Nature Communications ( IF 14.7 ) Pub Date : 2023-04-18 , DOI: 10.1038/s41467-023-37462-4
Bo Wen 1, 2, 3 , Bing Zhang 1, 2
|
We present PepQuery2, which leverages a new tandem mass spectrometry (MS/MS) data indexing approach to enable ultrafast, targeted identification of novel and known peptides in any local or publicly available MS proteomics datasets. The stand-alone version of PepQuery2 allows directly searching more than one billion indexed MS/MS spectra in the PepQueryDB or any public datasets from PRIDE, MassIVE, iProX, or jPOSTrepo, whereas the web version enables users to search datasets in PepQueryDB with a user-friendly interface.

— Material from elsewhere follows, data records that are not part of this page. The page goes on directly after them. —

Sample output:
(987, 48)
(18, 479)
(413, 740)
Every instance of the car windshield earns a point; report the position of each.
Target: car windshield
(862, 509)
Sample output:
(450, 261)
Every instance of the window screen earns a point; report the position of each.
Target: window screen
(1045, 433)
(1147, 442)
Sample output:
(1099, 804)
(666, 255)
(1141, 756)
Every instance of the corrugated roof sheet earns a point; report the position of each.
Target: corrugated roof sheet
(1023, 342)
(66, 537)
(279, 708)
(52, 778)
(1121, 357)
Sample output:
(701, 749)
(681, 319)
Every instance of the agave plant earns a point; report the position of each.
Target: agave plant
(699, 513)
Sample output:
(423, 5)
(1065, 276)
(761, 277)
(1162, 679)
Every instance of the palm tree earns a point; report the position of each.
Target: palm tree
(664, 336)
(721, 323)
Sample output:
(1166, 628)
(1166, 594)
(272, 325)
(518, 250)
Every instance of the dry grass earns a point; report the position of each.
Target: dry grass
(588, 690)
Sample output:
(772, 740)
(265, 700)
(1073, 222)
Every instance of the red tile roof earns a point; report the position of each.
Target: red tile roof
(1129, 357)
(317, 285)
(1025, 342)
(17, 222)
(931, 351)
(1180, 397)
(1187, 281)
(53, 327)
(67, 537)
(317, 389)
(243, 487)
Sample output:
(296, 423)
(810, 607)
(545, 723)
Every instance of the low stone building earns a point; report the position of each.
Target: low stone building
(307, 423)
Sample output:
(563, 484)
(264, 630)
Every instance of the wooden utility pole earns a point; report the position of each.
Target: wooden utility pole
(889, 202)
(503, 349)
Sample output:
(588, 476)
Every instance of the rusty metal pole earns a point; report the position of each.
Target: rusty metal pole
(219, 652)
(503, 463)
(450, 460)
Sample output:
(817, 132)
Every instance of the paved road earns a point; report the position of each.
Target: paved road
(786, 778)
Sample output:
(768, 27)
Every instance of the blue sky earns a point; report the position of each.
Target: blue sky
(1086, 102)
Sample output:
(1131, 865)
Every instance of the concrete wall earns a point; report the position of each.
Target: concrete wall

We demonstrate the utilities of PepQuery2 in a wide range of applications including detecting proteomic evidence for genomically predicted novel peptides, validating novel and known peptides identified using spectrum-centric database searching, prioritizing tumor-specific antigens, identifying missing proteins, and selecting proteotypic peptides for targeted proteomics experiments. By putting public MS proteomics data directly into the hands of scientists, PepQuery2 opens many new ways to transform these data into useful information for the broad research community.
中文翻译:

PepQuery2 使公共 MS 蛋白质组学数据民主化,以实现快速肽搜索
我们推出了 PepQuery2,它利用新的串联质谱 (MS/MS) 数据索引方法,能够超快速、有针对性地识别任何本地或公开可用的 MS 蛋白质组数据集中的新型肽和已知肽。PepQuery2 的独立版本允许直接搜索 PepQueryDB 中超过 10 亿个索引 MS/MS 谱图或来自 PRIDE、MassIVE、iProX 或 jPOSTrepo 的任何公共数据集,而网络版本允许用户通过用户搜索 PepQueryDB 中的数据集- 友好的界面。我们展示了 PepQuery2 在广泛应用中的实用性,包括检测基因组预测的新型肽的蛋白质组学证据、验证使用以谱为中心的数据库搜索鉴定的新型肽和已知肽、优先考虑肿瘤特异性抗原、识别缺失的蛋白质以及选择蛋白质肽有针对性的蛋白质组学实验。通过将公共 MS 蛋白质组数据直接交到科学家手中,PepQuery2 开辟了许多新方法,将这些数据转化为对广泛研究界有用的信息。